Jennifer Tee, Let it Come Down, 2017, Queen of the Night and Rembrandt tulip petals, collage. Courtesy Galerie Fons Welters
Jennifer Tee’s sculpture, installation, performance and collage take inspiration from esoteric thought and practices. Her sculpture often incorporates labour-intensive, traditional handicrafts such as knitting or pottery and these objects are often then used within performances.
This exhibition takes its title from an ominous line spoken by an assassin in William Shakespeare’s 17th century play ‘Macbeth’. Tee has adopted Shakespeare’s metaphor as a central motif for a new body of work inspired by recent political upheaval and corresponding acts of resistance.
‘Let it Come Down’ is also the title for a large-scale collage made from dried tulip petals that Tee harvested in the Netherlands. The work is part of a series that draw upon Sumatran ‘Palepai’ (Ship Cloths); traditional Indonesian textiles that typically depict a journey on water. The works also reference Tee’s own ancestral heritage which includes Dutch Tulip farmers as well as Chinese-Indonesian émigrées. This will be accompanied by 25 new, ceramic ‘resist shapes’; wall-mounted, semispherical sculptures that appear to be dented by force or exposed to heavy rain. An array of hand-knitted objects pieces installed on the floor provide a platform for new performances developed in collaboration with choreographer and dancer Miri Lee, dancers, David Kam and Céline HyunJin Barreau and poet Jane Lewty. The exhibition will also be punctuated by a series of readings delivered by the staff of the Kunstverein from the selection of polemic literature in Tee’s ‘Resist Stack of Books’.

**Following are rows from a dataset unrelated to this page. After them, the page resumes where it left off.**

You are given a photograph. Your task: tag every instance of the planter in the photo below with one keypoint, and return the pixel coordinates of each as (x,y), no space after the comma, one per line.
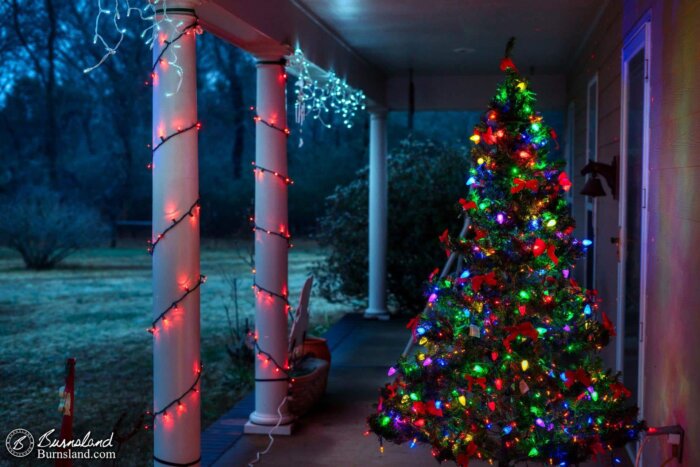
(307,385)
(315,347)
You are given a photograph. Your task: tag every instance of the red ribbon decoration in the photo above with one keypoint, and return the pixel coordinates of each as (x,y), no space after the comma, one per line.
(427,407)
(553,134)
(508,63)
(467,205)
(471,381)
(579,375)
(619,389)
(523,329)
(521,184)
(488,279)
(540,247)
(463,458)
(607,324)
(433,274)
(564,181)
(412,325)
(489,137)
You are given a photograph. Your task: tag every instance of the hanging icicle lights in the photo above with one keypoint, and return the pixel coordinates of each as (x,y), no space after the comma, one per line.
(155,13)
(323,99)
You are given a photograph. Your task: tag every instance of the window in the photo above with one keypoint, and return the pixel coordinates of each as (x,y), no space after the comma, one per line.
(591,155)
(569,149)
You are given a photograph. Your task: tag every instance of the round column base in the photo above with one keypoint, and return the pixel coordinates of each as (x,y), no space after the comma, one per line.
(270,420)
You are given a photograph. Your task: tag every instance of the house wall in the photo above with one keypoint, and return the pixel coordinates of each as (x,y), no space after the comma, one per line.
(672,371)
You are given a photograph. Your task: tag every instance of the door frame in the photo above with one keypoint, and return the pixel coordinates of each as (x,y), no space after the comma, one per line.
(638,38)
(590,203)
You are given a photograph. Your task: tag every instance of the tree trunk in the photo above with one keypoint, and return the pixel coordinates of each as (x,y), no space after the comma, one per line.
(50,143)
(239,126)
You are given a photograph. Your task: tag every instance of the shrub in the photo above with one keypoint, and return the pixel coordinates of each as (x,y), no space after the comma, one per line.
(45,229)
(425,181)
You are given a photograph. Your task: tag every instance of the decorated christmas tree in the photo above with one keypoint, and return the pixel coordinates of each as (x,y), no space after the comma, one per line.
(507,367)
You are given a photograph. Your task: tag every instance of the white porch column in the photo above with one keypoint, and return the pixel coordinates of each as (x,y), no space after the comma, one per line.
(176,274)
(378,193)
(271,249)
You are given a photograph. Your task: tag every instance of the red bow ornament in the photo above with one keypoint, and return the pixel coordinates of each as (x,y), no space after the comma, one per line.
(619,389)
(489,137)
(412,325)
(521,184)
(467,205)
(579,375)
(508,63)
(488,279)
(523,329)
(479,381)
(463,458)
(540,247)
(428,407)
(564,181)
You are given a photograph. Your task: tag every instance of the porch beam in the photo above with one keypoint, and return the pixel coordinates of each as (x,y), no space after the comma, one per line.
(175,245)
(271,249)
(378,203)
(468,92)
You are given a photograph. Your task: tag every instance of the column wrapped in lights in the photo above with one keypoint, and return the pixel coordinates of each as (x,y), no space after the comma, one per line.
(272,241)
(175,240)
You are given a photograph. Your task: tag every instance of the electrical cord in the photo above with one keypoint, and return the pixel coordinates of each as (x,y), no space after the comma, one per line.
(259,454)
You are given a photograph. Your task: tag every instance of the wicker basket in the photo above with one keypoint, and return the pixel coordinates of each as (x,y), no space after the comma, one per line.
(316,347)
(308,385)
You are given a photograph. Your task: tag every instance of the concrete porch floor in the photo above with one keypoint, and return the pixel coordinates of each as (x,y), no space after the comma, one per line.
(332,434)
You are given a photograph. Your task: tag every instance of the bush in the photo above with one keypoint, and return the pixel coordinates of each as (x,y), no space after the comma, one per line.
(425,181)
(45,229)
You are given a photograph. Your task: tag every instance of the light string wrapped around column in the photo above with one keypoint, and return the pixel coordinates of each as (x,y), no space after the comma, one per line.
(285,235)
(258,289)
(261,169)
(258,119)
(164,139)
(190,213)
(163,316)
(180,406)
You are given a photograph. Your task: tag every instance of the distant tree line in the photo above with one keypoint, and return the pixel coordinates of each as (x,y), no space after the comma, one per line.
(80,140)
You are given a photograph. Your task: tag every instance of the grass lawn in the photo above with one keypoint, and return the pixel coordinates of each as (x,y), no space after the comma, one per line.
(95,307)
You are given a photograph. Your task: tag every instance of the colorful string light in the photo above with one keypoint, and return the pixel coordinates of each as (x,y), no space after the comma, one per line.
(508,368)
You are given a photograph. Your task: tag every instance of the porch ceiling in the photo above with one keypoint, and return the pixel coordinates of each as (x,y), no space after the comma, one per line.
(374,43)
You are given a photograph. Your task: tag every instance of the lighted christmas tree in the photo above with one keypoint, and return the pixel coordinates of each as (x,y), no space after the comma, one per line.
(507,367)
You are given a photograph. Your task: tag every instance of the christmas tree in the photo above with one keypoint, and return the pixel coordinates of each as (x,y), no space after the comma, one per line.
(508,366)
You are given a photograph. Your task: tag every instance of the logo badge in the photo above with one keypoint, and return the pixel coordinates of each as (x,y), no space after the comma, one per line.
(19,442)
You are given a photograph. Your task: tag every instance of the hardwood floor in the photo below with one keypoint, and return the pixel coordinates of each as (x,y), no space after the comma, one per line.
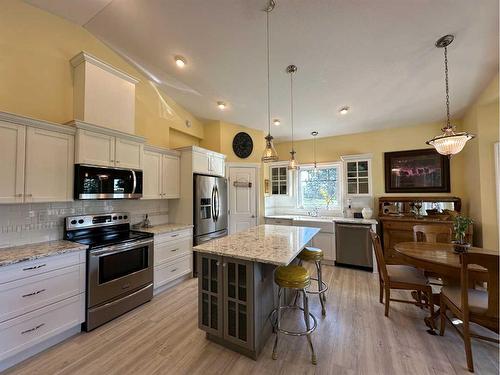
(162,337)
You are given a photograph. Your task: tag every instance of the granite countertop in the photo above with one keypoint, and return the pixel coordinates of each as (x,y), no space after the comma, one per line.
(164,228)
(273,244)
(24,253)
(324,219)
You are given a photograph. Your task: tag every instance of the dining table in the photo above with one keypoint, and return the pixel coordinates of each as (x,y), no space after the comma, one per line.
(440,259)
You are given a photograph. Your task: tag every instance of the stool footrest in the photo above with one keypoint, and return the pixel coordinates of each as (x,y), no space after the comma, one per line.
(292,333)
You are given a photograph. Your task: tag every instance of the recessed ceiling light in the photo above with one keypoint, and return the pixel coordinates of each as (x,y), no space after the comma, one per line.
(344,110)
(180,61)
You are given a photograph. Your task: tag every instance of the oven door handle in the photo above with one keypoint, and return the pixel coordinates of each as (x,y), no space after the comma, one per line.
(119,248)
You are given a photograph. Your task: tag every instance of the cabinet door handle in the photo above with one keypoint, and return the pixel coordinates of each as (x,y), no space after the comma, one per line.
(33,293)
(34,267)
(32,329)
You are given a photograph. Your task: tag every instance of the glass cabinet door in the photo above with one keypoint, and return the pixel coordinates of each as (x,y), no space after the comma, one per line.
(210,294)
(238,302)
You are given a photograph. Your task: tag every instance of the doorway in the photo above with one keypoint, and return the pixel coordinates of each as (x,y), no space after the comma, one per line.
(243,197)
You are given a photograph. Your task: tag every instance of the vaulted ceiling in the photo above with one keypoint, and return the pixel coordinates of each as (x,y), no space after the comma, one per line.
(377,57)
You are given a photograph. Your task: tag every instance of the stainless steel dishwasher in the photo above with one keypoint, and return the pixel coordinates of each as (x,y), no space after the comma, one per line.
(353,246)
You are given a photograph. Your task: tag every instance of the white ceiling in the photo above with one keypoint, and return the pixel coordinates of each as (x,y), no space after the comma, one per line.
(378,57)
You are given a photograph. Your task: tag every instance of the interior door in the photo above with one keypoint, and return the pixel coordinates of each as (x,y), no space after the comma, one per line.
(242,199)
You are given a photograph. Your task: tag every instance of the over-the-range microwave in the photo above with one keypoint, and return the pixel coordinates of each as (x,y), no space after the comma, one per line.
(94,182)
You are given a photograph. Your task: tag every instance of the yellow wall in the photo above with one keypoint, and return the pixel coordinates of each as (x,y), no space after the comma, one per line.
(482,119)
(376,142)
(36,76)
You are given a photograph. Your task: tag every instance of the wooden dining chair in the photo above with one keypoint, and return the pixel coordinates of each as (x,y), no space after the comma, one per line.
(432,233)
(392,276)
(472,305)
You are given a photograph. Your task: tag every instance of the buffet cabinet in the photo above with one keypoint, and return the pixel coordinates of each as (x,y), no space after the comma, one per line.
(233,306)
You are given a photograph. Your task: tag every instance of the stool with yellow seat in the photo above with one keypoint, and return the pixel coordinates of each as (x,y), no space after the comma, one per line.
(297,278)
(313,254)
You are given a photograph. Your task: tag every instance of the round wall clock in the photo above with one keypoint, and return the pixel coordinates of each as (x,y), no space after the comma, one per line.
(242,145)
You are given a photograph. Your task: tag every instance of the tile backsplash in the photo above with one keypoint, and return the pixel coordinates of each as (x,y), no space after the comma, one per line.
(38,222)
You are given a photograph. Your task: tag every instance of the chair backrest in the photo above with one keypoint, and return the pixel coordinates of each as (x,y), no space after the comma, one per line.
(379,254)
(491,263)
(432,233)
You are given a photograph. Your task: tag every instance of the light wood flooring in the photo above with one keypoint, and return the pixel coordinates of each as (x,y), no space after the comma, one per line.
(162,337)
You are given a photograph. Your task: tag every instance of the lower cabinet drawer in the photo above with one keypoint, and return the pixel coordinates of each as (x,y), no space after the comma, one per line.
(167,251)
(27,330)
(165,273)
(25,295)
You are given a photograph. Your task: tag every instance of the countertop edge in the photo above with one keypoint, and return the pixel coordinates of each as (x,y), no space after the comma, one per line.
(71,247)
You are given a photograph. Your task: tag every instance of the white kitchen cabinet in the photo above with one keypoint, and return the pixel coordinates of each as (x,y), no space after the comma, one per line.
(95,148)
(49,166)
(128,154)
(12,154)
(41,299)
(173,257)
(152,175)
(171,176)
(37,160)
(96,145)
(161,173)
(207,162)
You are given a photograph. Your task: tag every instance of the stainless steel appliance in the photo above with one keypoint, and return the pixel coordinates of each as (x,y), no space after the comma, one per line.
(210,209)
(119,265)
(353,246)
(93,182)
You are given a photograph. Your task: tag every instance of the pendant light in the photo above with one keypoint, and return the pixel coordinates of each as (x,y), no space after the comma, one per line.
(449,143)
(270,153)
(293,164)
(314,134)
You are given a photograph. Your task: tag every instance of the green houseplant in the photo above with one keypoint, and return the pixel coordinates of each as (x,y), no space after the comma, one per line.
(460,227)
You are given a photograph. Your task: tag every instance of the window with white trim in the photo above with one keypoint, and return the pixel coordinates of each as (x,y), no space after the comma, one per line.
(320,188)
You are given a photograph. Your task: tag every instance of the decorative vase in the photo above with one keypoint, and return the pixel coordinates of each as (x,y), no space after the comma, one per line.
(459,247)
(367,213)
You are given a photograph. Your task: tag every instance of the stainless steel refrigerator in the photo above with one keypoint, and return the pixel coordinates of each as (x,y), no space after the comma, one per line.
(210,209)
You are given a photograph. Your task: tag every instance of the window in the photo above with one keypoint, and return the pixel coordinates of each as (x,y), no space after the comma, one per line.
(279,180)
(321,188)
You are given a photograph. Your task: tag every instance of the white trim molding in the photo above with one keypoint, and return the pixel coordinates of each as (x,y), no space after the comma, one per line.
(35,123)
(78,124)
(87,57)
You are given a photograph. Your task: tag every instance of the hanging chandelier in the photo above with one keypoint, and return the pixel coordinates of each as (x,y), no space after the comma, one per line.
(293,164)
(269,154)
(314,134)
(449,143)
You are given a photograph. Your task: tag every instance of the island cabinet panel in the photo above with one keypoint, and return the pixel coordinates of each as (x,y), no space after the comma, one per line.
(210,294)
(238,302)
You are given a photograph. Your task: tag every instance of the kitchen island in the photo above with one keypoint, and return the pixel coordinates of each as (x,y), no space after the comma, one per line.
(236,290)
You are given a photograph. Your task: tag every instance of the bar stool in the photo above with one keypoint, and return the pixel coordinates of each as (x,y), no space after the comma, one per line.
(313,254)
(298,278)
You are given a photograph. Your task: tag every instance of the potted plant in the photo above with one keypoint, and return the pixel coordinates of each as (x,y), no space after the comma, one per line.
(460,226)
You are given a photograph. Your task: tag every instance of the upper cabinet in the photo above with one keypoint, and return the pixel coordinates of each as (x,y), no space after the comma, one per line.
(37,160)
(358,175)
(161,173)
(101,146)
(205,161)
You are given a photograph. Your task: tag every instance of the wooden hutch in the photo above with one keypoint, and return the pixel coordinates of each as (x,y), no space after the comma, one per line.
(397,217)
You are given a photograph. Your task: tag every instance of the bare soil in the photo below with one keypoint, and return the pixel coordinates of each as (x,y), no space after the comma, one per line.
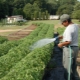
(21,33)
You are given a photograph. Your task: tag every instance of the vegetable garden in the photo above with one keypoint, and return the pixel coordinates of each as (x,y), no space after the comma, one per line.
(18,62)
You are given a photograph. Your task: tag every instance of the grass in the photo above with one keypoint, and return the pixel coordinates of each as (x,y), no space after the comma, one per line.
(56,23)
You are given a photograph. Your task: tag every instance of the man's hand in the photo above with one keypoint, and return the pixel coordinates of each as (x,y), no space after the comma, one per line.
(64,44)
(60,45)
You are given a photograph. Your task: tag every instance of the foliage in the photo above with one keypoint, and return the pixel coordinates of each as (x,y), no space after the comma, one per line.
(27,7)
(3,39)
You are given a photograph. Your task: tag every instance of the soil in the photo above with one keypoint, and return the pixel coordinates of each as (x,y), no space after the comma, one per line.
(20,33)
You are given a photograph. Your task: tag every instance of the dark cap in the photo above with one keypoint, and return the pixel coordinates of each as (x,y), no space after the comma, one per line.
(64,17)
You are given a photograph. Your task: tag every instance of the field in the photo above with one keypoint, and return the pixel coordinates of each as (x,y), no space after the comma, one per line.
(8,29)
(17,60)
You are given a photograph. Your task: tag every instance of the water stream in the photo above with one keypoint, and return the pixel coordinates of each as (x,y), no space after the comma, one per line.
(42,42)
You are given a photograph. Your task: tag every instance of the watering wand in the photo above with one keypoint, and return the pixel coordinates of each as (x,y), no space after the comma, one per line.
(42,42)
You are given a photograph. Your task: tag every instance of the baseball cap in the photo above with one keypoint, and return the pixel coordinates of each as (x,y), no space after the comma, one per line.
(64,17)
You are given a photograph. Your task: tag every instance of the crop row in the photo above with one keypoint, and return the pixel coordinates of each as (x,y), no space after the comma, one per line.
(17,53)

The exhibition has been co-produced with Camden Arts Centre, London and is generously supported by the Mondriaan Fund and the Dutch Embassy, Berlin. It is Tee’s first major solo exhibition in Germany.
Jennifer Tee (b. 1973, Arnhem) has held solo exhibitions at Camden Arts Centre, London; Rijksmuseum, Amsterdam (2017); CoBrA Museum, Amstelveen (2016); Kunsthal Charlottenborg, Copenhagen (2014); Project Art Centre Gallery, Dublin (2013) and Van Abbemuseum, Eindhoven (2003). Her work was also included in Manifesta 11, Zurich (2016). She lives and works in Amsterdam.